Document Manipulation Methods

get_document: Retrieves a document

Parameters

  • document_name (str): The name of the document to retrieve.

  • collection_name (str, optional): The name of the collection containing the document. Defaults to "default collection".

  • expand (str, optional): if the value is "pages",the method will include the document’s pages.

Returns

  • DocumentOut: An object containing details of the retrieved document, including details such as its name and metadata.

Exceptions

  • ValueError with message Document not found : Raised if the document is not found because the document name does not exist

Example

# retrieves a document with its pages included
document = client.get_document(
    document_name="Research_Paper",
    collection_name="AI_Research",
    expand=["pages"]
)
list_documents:Retrieves a list of all documents in a collection or in all collections available to the user

Parameters

  • collection_name (str, optional): The name of the collection to fetch documents from. Defaults to "default collection".

    • Use "all" to fetch documents from all collections.

  • expand (str, optional): if the value is "pages",the method will include all the documents’ pages.

Returns

  • List[DocumentOut]: A list of DocumentOut objects, each representing a document with its details.

Exceptions

Example

# Retrieves all documents in the "AI_Research" collection, including pages for each document
documents = client.list_documents(
  collection_name="AI_Research", 
  expand="pages")
partial_update_document: Partially updates a document

This method can update either or both the document's content or metadata. Only the fields provided in the parameters will be updated. Metadata already exists for the document but was not provided will not be removed.

Parameters

  • document_name (str): The name of the document to be updated.

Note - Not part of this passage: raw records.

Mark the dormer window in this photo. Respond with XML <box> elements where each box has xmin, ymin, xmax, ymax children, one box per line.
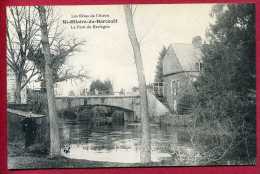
<box><xmin>195</xmin><ymin>62</ymin><xmax>203</xmax><ymax>72</ymax></box>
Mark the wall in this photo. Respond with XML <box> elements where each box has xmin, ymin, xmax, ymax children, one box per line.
<box><xmin>163</xmin><ymin>72</ymin><xmax>198</xmax><ymax>112</ymax></box>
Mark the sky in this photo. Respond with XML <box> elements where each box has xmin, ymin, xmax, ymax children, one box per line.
<box><xmin>55</xmin><ymin>4</ymin><xmax>213</xmax><ymax>94</ymax></box>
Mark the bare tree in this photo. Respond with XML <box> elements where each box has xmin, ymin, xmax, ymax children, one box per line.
<box><xmin>124</xmin><ymin>5</ymin><xmax>151</xmax><ymax>163</ymax></box>
<box><xmin>7</xmin><ymin>7</ymin><xmax>39</xmax><ymax>103</ymax></box>
<box><xmin>37</xmin><ymin>6</ymin><xmax>60</xmax><ymax>158</ymax></box>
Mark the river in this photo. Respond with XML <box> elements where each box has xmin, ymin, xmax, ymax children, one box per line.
<box><xmin>60</xmin><ymin>115</ymin><xmax>197</xmax><ymax>163</ymax></box>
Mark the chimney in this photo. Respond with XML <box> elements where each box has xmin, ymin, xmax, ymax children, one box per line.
<box><xmin>192</xmin><ymin>36</ymin><xmax>202</xmax><ymax>48</ymax></box>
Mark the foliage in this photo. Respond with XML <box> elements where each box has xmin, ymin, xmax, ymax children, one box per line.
<box><xmin>193</xmin><ymin>4</ymin><xmax>256</xmax><ymax>162</ymax></box>
<box><xmin>89</xmin><ymin>80</ymin><xmax>113</xmax><ymax>95</ymax></box>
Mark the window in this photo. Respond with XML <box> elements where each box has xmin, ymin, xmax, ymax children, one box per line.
<box><xmin>195</xmin><ymin>62</ymin><xmax>203</xmax><ymax>71</ymax></box>
<box><xmin>199</xmin><ymin>62</ymin><xmax>203</xmax><ymax>71</ymax></box>
<box><xmin>171</xmin><ymin>80</ymin><xmax>181</xmax><ymax>96</ymax></box>
<box><xmin>195</xmin><ymin>62</ymin><xmax>200</xmax><ymax>71</ymax></box>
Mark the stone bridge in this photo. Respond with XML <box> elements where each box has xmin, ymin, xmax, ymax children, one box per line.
<box><xmin>56</xmin><ymin>93</ymin><xmax>169</xmax><ymax>120</ymax></box>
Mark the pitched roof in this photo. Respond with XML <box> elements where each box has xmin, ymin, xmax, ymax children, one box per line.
<box><xmin>164</xmin><ymin>43</ymin><xmax>202</xmax><ymax>74</ymax></box>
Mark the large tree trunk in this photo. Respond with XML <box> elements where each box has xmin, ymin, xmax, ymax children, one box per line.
<box><xmin>38</xmin><ymin>6</ymin><xmax>60</xmax><ymax>157</ymax></box>
<box><xmin>14</xmin><ymin>75</ymin><xmax>22</xmax><ymax>104</ymax></box>
<box><xmin>124</xmin><ymin>5</ymin><xmax>151</xmax><ymax>163</ymax></box>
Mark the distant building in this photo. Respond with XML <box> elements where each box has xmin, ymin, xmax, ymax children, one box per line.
<box><xmin>7</xmin><ymin>66</ymin><xmax>27</xmax><ymax>104</ymax></box>
<box><xmin>160</xmin><ymin>36</ymin><xmax>203</xmax><ymax>112</ymax></box>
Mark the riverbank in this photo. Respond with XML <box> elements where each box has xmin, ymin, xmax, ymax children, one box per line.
<box><xmin>8</xmin><ymin>143</ymin><xmax>178</xmax><ymax>169</ymax></box>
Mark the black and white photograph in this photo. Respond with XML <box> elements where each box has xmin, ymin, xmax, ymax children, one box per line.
<box><xmin>6</xmin><ymin>3</ymin><xmax>256</xmax><ymax>169</ymax></box>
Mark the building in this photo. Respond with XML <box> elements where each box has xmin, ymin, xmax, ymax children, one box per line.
<box><xmin>160</xmin><ymin>36</ymin><xmax>203</xmax><ymax>113</ymax></box>
<box><xmin>7</xmin><ymin>66</ymin><xmax>27</xmax><ymax>104</ymax></box>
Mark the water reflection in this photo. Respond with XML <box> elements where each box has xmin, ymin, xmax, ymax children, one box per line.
<box><xmin>60</xmin><ymin>117</ymin><xmax>193</xmax><ymax>163</ymax></box>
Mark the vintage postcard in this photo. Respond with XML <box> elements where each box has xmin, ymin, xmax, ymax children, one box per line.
<box><xmin>6</xmin><ymin>4</ymin><xmax>256</xmax><ymax>169</ymax></box>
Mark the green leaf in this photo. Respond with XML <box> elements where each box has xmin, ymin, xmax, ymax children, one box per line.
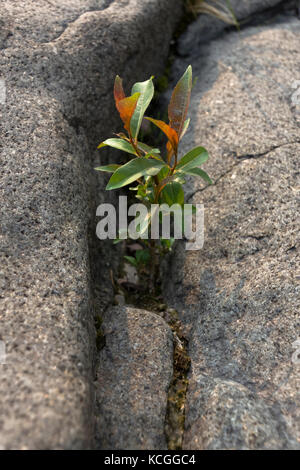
<box><xmin>95</xmin><ymin>163</ymin><xmax>121</xmax><ymax>173</ymax></box>
<box><xmin>168</xmin><ymin>65</ymin><xmax>192</xmax><ymax>137</ymax></box>
<box><xmin>160</xmin><ymin>181</ymin><xmax>184</xmax><ymax>206</ymax></box>
<box><xmin>106</xmin><ymin>157</ymin><xmax>165</xmax><ymax>190</ymax></box>
<box><xmin>135</xmin><ymin>249</ymin><xmax>150</xmax><ymax>264</ymax></box>
<box><xmin>98</xmin><ymin>139</ymin><xmax>136</xmax><ymax>155</ymax></box>
<box><xmin>137</xmin><ymin>142</ymin><xmax>160</xmax><ymax>155</ymax></box>
<box><xmin>180</xmin><ymin>118</ymin><xmax>190</xmax><ymax>139</ymax></box>
<box><xmin>176</xmin><ymin>147</ymin><xmax>209</xmax><ymax>173</ymax></box>
<box><xmin>130</xmin><ymin>77</ymin><xmax>154</xmax><ymax>139</ymax></box>
<box><xmin>184</xmin><ymin>168</ymin><xmax>213</xmax><ymax>184</ymax></box>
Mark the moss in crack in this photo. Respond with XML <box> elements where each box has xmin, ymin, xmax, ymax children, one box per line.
<box><xmin>95</xmin><ymin>315</ymin><xmax>105</xmax><ymax>351</ymax></box>
<box><xmin>114</xmin><ymin>243</ymin><xmax>191</xmax><ymax>450</ymax></box>
<box><xmin>165</xmin><ymin>309</ymin><xmax>191</xmax><ymax>450</ymax></box>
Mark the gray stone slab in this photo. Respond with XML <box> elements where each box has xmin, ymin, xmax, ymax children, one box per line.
<box><xmin>0</xmin><ymin>0</ymin><xmax>180</xmax><ymax>449</ymax></box>
<box><xmin>178</xmin><ymin>0</ymin><xmax>296</xmax><ymax>56</ymax></box>
<box><xmin>164</xmin><ymin>20</ymin><xmax>300</xmax><ymax>449</ymax></box>
<box><xmin>97</xmin><ymin>307</ymin><xmax>173</xmax><ymax>450</ymax></box>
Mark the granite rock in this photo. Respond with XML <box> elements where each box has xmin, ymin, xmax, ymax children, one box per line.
<box><xmin>178</xmin><ymin>0</ymin><xmax>296</xmax><ymax>56</ymax></box>
<box><xmin>0</xmin><ymin>0</ymin><xmax>180</xmax><ymax>449</ymax></box>
<box><xmin>164</xmin><ymin>16</ymin><xmax>300</xmax><ymax>449</ymax></box>
<box><xmin>97</xmin><ymin>307</ymin><xmax>173</xmax><ymax>450</ymax></box>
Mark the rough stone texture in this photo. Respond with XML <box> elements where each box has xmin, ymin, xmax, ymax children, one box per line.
<box><xmin>0</xmin><ymin>0</ymin><xmax>180</xmax><ymax>449</ymax></box>
<box><xmin>97</xmin><ymin>307</ymin><xmax>173</xmax><ymax>450</ymax></box>
<box><xmin>164</xmin><ymin>17</ymin><xmax>300</xmax><ymax>449</ymax></box>
<box><xmin>178</xmin><ymin>0</ymin><xmax>297</xmax><ymax>56</ymax></box>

  • name (str, optional): A new name for the document, if renaming.

  • metadata (Dict[str, Any], optional): Updated metadata for the document.

  • collection_name (str, optional): The new collection name if you wish to move the document to a different collection.

  • document_url (str, optional): A new URL for the document content, if changing.

  • document_base64 (str, optional): A new base64-encoded string of the document content, if changing.

Returns

  • DocumentOut: An object containing details of the retrieved document, including details such as its name and metadata.

Exceptions

  • ValueError with message Update failed: Raised if the document is not found or if there is an issue with the update

Example

# Update a document's name from "Research_Paper" to "Updated_Research_Paper"
# Also updates its metadata, and URL
updated_document = client.partial_update_document(
    document_name="Research_Paper",
    name="Updated_Research_Paper",
    metadata={
      "author": "Dr. AI Researcher", 
      "year": "2024"
    },
    document_url="https://example.com/updated_paper.pdf"
)
delete_document:Removes a document

The document to be deleted can be identified from a specific collection, or from all collections. The document will be deleted from ColiVara server. This action is permanent and final.

Parameters

  • document_name (str): The name of the document to delete.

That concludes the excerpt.